This proteomics approach demonstrates that DIGE combined with MALDI TOF/TOF and Western blot analysis of tissue and serum samples is a useful approach to identify candidate markers associated with NAFLD, resulting in proteins whose level of expression can be correlated to a disease state.”
“Women may be more vulnerable to certain stress-related psychiatric illnesses than men due to differences in hypothalamic-pituitary-adrenocortical (HPA) axis function. To investigate potential sex differences
in forebrain regions associated with HPA axis activation in rats, these experiments utilized acute exposure to a psychological stressor. Male and female rats in various stages of the estrous cycle were exposed to 30 min of restraint, producing a selleck compound robust HPA axis hormonal response in all animals, the magnitude of which was significantly higher in female rats. Although both male and female animals displayed equivalent c-fos expression in many brain regions known to be involved in the detection of threatening stimuli, three regions had significantly higher expression in females: the paraventricular nucleus of the hypothalamus (PVN), the anteroventral division PF-6463922 cell line of the bed nucleus of the stria terminalis (BSTav), and the medial preoptic area (MPOA).

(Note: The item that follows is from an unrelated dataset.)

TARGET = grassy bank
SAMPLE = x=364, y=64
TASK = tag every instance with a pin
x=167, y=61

Dual fluorescence in situ hybridization analysis of neurons containing c-fos and corticotropin-releasing factor (CRF) mRNA in these regions revealed significantly more c-fos and CRF single-labeled neurons, as well as significantly more double-labeled neurons in females. Surprisingly, there was no effect of the estrous cycle on any measure analyzed, and an additional experiment revealed no demonstrable effect of estradiol replacement following ovariectomy on HPA axis hormone induction following stress. Taken together, these data suggest sex differences in
HPA axis activation in response to perceived threat may be influenced by specific populations of CRF neurons in key stress-related brain regions, the BSTav, MPOA, and PVN, which may be independent of circulating sex steroids. (C) 2013 IBRO. Published Tacrolimus (FK506) by Elsevier Ltd. All rights reserved.”
“The influenza virus H1N1 pandemic of 1918 was one of the worst medical catastrophes in human history. Recent studies have demonstrated that the hemagglutinin (HA) protein of the 1918 virus and 2009 H1N1 pandemic virus [A(H1N1)pdm09], the latter now a component of the seasonal trivalent inactivated influenza vaccine (TIV), share cross-reactive antigenic determinants. In this study, we demonstrate that immunization with the 2010-2011 seasonal TIV induces neutralizing antibodies that cross-react with the reconstructed 1918 pandemic virus in ferrets.